Depuis plus de 15 ans, la consécration de Janáček s’est définitivement établie entre le public français et le génial auteur de La Petite renarde rusée. On se souvient encore des débuts laborieux de Jenufa lors de sa première représentation sur une scène française, au Palais Garnier en 1981 ! En dépit, d’ailleurs, de la présence illustre et experte du merveilleux chef australien Charles Mackerras, immense spécialiste de la musique tchèque et de Janáček précisément, dont on regrette maintenant la disparition. On se souvient aussi, à peu près à la même époque, des propos assassins d’un fameux critique du Figaro sur la Sinfonietta donnée par l’Orchestre de Paris, à laquelle il n’avait visiblement rien compris et, qu’au demeurant, il ne devait pas connaître.Seules quelques scènes ambitieuses, courageuses, innovantes et visionnaires osaient alors se pencher sur De la Maison des morts ou sur Káta Kabanová, reconnus maintenant dans l'Hexagone comme autant d’ouvrages majeurs de l’art lyrique au XXe siècle.
Un orchestre somptueux
Pour la présente production, il y a lieu de saluer tout d’abord l’orchestre. En effet, les ouvrages lyriques de Janáček sont tout d’abord d’immenses hymnes orchestraux traités pour ainsi dire dramatiquement. C’est en tout cas ce qui ressort le plus des opéras qui succèdent à Jenufa, descendant lui-même davantage de l’opéra romantique wagnérien. Nonobstant, ce dernier est considéré comme son plus grand chef-d’œuvre. Pourtant, s'il ne démérite certes pas, à l’écoute des autres cette considération s’avère contestable… La Petite renarde rusée s'inscrit dans cet axe de composition et la splendide "symphonie" perpétuelle que l’orchestre nous offre contient aussi le lyrisme le plus puissant. L’Orchestre de l’Opéra de Paris se montre ici - comme souvent depuis des années - à son meilleur, comme le chef qui accompagne le rythme de l’action sans sacrifier à la seule jouissance de la merveilleuse orchestration. Un régal constant, une palette de couleurs rêvée, une vivacité acerbe et parfois provocante : rien n’échappe au merveilleux duo que forment le chef et son orchestre. La direction de Dennis Russell-Davies fait merveille et ne sous-expose aucun chant de la fosse, y compris lorsque le rythme effréné de l’action mise en scène et des récitatifs pourrait bien le masquer. On entend combien chaque musicien, autant que leur chef, a parfaitement compris le style singulier de Janáček, avec ses répétitions ostentatoires, ses audaces rythmiques parfois obsédantes et son lyrisme pudique et simple, aussi beau que profondément émouvant.

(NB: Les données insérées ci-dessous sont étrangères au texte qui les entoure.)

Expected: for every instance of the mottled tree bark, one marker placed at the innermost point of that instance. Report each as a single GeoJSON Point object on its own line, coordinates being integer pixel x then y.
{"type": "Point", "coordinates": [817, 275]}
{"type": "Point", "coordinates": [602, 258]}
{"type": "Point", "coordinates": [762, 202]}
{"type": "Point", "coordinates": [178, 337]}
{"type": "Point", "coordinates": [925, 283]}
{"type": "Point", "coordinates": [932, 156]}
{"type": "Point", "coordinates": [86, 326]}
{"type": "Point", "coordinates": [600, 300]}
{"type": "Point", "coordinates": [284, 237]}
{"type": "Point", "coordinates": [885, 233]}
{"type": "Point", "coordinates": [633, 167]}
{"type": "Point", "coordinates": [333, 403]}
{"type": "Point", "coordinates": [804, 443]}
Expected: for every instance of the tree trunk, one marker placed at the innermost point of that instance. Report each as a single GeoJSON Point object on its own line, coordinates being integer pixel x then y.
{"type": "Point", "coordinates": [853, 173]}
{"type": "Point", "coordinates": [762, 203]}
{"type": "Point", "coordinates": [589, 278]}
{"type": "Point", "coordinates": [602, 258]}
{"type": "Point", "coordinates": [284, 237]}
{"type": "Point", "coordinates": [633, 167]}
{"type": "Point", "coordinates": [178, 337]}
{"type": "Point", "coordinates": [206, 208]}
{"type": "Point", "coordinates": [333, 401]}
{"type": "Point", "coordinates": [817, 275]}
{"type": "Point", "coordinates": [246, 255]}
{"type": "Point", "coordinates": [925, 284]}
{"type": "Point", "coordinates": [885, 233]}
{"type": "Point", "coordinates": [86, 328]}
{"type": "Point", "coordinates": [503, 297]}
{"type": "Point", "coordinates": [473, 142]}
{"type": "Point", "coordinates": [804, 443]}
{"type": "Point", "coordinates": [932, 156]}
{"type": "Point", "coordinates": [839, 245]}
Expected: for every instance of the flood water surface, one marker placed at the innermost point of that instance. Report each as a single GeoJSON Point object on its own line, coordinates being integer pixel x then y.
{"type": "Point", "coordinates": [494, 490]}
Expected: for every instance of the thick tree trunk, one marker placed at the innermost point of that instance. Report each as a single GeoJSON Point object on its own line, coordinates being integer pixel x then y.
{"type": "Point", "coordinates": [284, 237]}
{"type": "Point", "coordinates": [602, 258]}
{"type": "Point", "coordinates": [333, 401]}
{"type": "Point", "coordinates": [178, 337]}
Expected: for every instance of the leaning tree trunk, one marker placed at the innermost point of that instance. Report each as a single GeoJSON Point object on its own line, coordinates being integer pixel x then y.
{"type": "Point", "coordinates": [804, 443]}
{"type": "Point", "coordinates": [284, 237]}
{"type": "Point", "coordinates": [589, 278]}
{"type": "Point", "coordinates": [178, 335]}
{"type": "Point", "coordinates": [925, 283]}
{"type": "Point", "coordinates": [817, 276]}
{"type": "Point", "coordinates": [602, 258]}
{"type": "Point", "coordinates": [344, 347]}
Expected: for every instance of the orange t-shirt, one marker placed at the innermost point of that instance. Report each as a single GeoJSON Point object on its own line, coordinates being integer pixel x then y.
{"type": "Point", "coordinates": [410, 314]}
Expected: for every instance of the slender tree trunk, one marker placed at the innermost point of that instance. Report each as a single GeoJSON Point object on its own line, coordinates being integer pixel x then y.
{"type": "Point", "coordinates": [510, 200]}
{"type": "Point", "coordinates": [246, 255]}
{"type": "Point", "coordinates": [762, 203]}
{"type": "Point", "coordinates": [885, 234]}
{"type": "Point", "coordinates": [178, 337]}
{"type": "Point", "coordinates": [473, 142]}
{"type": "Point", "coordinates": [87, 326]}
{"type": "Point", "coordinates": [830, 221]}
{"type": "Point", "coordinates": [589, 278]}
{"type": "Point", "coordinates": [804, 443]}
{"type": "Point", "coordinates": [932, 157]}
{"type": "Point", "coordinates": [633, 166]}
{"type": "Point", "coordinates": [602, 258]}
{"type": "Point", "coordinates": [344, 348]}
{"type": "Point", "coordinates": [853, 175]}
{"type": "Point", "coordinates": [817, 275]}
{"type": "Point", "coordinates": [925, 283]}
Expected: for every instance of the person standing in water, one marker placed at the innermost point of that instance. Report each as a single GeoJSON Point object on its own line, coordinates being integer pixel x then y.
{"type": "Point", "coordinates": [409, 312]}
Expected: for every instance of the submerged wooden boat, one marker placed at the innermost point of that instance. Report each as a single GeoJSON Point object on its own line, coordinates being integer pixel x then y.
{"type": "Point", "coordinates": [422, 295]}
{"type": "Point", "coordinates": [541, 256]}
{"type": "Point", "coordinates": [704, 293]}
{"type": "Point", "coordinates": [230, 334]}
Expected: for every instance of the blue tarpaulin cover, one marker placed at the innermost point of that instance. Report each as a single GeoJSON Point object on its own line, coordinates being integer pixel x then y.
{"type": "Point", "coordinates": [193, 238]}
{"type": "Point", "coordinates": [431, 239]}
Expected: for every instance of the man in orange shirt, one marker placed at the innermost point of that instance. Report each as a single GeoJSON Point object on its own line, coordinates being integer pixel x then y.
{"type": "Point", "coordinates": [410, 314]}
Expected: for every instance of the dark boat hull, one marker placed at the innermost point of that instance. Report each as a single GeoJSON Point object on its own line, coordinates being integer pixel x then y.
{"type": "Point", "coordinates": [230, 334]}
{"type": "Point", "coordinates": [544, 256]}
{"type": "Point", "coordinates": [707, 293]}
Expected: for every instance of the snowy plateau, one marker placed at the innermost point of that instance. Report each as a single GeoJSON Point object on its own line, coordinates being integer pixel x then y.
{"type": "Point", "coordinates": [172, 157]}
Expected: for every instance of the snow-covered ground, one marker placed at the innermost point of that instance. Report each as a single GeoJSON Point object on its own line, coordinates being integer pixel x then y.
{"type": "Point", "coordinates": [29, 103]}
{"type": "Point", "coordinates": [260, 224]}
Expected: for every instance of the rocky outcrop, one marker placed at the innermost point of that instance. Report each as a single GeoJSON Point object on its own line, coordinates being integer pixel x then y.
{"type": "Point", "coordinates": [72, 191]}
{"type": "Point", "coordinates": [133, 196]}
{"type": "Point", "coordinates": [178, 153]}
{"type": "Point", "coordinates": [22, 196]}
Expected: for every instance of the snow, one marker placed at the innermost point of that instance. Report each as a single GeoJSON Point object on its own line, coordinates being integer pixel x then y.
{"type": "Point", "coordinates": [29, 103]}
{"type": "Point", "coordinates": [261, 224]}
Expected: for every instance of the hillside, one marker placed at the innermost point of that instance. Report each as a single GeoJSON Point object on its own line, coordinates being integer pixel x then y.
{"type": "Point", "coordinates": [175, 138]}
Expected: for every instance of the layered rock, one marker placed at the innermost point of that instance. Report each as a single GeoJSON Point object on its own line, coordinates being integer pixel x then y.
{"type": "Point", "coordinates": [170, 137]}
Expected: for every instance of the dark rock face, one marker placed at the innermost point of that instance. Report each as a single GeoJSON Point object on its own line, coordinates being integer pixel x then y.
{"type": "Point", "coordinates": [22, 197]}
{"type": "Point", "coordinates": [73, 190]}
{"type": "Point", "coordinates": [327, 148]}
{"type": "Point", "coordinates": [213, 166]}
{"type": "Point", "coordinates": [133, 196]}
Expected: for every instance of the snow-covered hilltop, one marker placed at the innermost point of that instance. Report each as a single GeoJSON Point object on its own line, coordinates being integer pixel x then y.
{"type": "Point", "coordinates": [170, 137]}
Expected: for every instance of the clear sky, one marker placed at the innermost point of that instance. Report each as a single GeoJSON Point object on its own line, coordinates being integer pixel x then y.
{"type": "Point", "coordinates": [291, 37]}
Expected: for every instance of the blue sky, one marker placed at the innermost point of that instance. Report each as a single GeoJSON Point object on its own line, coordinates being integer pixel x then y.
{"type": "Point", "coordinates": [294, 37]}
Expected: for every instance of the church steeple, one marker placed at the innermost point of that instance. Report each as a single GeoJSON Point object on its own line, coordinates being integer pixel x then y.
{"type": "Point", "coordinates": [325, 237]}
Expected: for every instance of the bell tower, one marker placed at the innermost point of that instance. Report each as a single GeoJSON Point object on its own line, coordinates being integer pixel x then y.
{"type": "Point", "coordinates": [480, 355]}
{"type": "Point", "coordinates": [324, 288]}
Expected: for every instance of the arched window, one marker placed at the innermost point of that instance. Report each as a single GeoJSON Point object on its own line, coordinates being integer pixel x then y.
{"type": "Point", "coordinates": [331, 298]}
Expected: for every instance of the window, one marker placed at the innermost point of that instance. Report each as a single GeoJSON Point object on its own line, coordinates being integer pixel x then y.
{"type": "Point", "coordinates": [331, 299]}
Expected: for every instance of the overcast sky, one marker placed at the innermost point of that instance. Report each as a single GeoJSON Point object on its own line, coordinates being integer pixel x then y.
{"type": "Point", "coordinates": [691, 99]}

Aussi, rien des timbres acerbes (les bois - aigus ou graves -, les harpes, le célesta, la percussion colorée et puissante) n’est dissimulé. Au contraire, chacun a compris combien il ressort d’originalité et d’efficacité dramatique de cette palette instrumentale.
Une mise en scène en totale osmose
L'harmonie est partagée par André Engel, qui signe ici une mise en scène réalisée d’après son travail antérieur effectué à l’Opéra de Lyon, puis au Théâtre des Champs Élysées à Paris. Il y règne le même état d’esprit de fidélité au texte et à la narration de la magnifique histoire d’amour faite de nature et d’éternité. L’ajout pour le DVD d’images cinématographiques de tournesols, de nuages et lumières d’automne dans les branchages constitue autant d’idées géniales qui fixent le film dans l’élément original de l’opéra et en renforcent la dimension panthéiste. Le langage scénique d’Engel est provoquant, drôle voire impayable et on rit parfois à gorge déployée, ce qui est fort rare à l’opéra ! Tout y fonctionne à merveille : le jeu admirable des artistes (la Renarde, le Renard, les poules, les fourmis, les humains), la surprenante et belle "stylisation" du cheptel, les remarquables costumes et maquillages animaliers, ou encore le décor constitué d'un beau champ de tournesols au-devant duquel trônent la voie ferrée et la maison du garde forestier.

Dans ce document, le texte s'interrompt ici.